POD leaders introduced a new structural model that they’re now crediting with recent strong success in winning business. Just this year, the shop brought on seven new clients, including the men’s grooming brand Manscaped, Simplisafe and Sunny D. Five of the seven signed on in January alone.

The agency’s growth offers peers a masterclass on how agencies can approach their own branding tactics. It was neither a rebrand nor a marketing campaign driving the results. The strategy was more straightforward than that, and came down to consistent messaging. Combining the previously disparate groups under a new chief growth officer, Mona Munayyer Gonzalez, helped practices understand how to support each other’s common goals.

Now, POD has found its voice and begun communicating consistently with the media, pitch consultants, and prospective clients and employees. POD’s competitive advantage, according to Munayyer Gonzalez, is its categorization. It’s a mid-sized independent with a 15-year history—one in a relatively small class of shops that regularly compete with holding company networks.

“Growth is defined a bazillion different ways. We are relentlessly focused on defining it as growth of the people and growth of the business. They are co-pilots in the same plane,” she said. “That meant basically taking new business, marketing, PR—but also our talent experience—and bringing it all together as just ‘growth.'”

Combining adjacent practices

Other agencies might find it odd to combine talent acquisition with PR and new business strategy. The structure helps recruiters understand staffing needs for prospective accounts, and properly utilizes the in-house PR team to draw positive attention to its employees. Then, POD can better leverage those employees during new business pitches. 

Striking down the business silos helped the agency chase the same goals, avoiding the mistake of chasing new business at the expense of employees and morale.

Before undergoing these structural changes, leadership interviewed employees, existing and prospective clients, journalists and consultants, to find out whether the agency’s external messaging had resonated with them. The agency developed a brand architecture and named its previous chief creative officer, Robert Lambrechts, its chief strategy officer. Jason Apaliski, formerly executive creative director, stepped into the CCO job.

The agency gathered a few internal statistics to measure its progress and pinpoint focus areas. Honing its messaging increased its press coverage from 10 articles in early 2023 to 78 during the same period this year.
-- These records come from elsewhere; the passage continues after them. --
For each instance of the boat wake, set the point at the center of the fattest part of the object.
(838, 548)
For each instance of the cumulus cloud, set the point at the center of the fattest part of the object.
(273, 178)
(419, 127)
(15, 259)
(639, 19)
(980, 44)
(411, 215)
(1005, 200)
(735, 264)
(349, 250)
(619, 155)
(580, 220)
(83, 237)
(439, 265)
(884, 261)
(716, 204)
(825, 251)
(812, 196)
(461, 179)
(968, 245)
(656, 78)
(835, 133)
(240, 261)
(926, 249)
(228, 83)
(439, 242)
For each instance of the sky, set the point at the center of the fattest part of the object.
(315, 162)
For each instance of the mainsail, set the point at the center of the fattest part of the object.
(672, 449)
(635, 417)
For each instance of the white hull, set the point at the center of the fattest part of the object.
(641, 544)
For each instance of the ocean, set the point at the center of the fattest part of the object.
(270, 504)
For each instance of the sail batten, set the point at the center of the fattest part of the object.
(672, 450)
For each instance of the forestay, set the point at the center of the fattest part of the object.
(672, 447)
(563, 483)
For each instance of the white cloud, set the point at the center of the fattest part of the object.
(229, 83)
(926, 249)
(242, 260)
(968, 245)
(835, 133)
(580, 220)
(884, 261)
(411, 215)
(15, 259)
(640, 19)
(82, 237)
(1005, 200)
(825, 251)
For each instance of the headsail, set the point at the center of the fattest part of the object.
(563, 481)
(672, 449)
The agency’s internal survey also yielded mostly positive results, with employees rating the shop highly for statements like “management genuinely cares about my wellbeing” and “management keeps me informed about what is happening at the agency.” 

“Suddenly, the importance of understanding the agency brand, and how it’s different than the hundreds of other agencies out there, became much more critically important,” Munayyer Gonzalez said.

The agency does large brand campaigns for its clients, including creative for the Las Vegas Sphere. Its work for automotive brand Mini—an account it won in 2017—appeared there.

Behind the Manscaped win

For Manscaped CMO Marcelo Kertesz, Pereira O’Dell felt like the right creative match. As a creative, Kertesz has worked on political campaigns in various countries, moving to the U.S. from Brazil about a decade ago. Now at Manscaped, he runs creative, product design and even packaging.

“The fact that we inaugurated a category was a very good foundation to begin [with], because it showed our true commitment to men,” Kertesz said.

“As a DTC-first company, there are moments where we need bigger pivots, bigger changes. That’s what we are inaugurating with this campaign right now,” he said of the brand’s newest work, “The Boys.” The campaign leans into what the CMO calls “unpretentious and entertaining humor.” The CMO is focused on attention to detail, making sure that humor and voice are reflected even in the product’s packaging.

When Kertesz joined the brand, he also assumed leadership of its in-house creative team. “Under the same leadership we had product design, packaging, digital content, advertising—so we had a very collaborative and cohesive brand,” he said.

Eventually he craved an outside perspective, hoping to rebalance Manscaped’s marketing mix and place more emphasis on branding. POD resonated with the CMO, who realized the two brands were on a similar growth trajectory.

“When they brought that idea to us… the campaign that we just launched, ‘The Boys,’ it was sold in one frame,” he said. “My comment was, in my four years at Manscaped, this is the funniest frame I’ve ever seen because it was one that spoke volumes.” Before it found POD, Kertesz outsourced occasional projects to agencies, but now has a consistent partner in POD.

“It’s kind of one of those a-ha moments that’s so hard to pin [down] when you’re working with creative, because there is a level of subjectivity,” he said. Other agencies took similar approaches that also resonated, he said, but there was strong chemistry between his team and POD’s, and the creative concept that became “The Boys” was a standout.

“Pereira O’Dell sees us as a huge opportunity, as we see them as an opportunity for us. I think that usually helps a lot, because it puts a lot of energy in the right direction,” he said.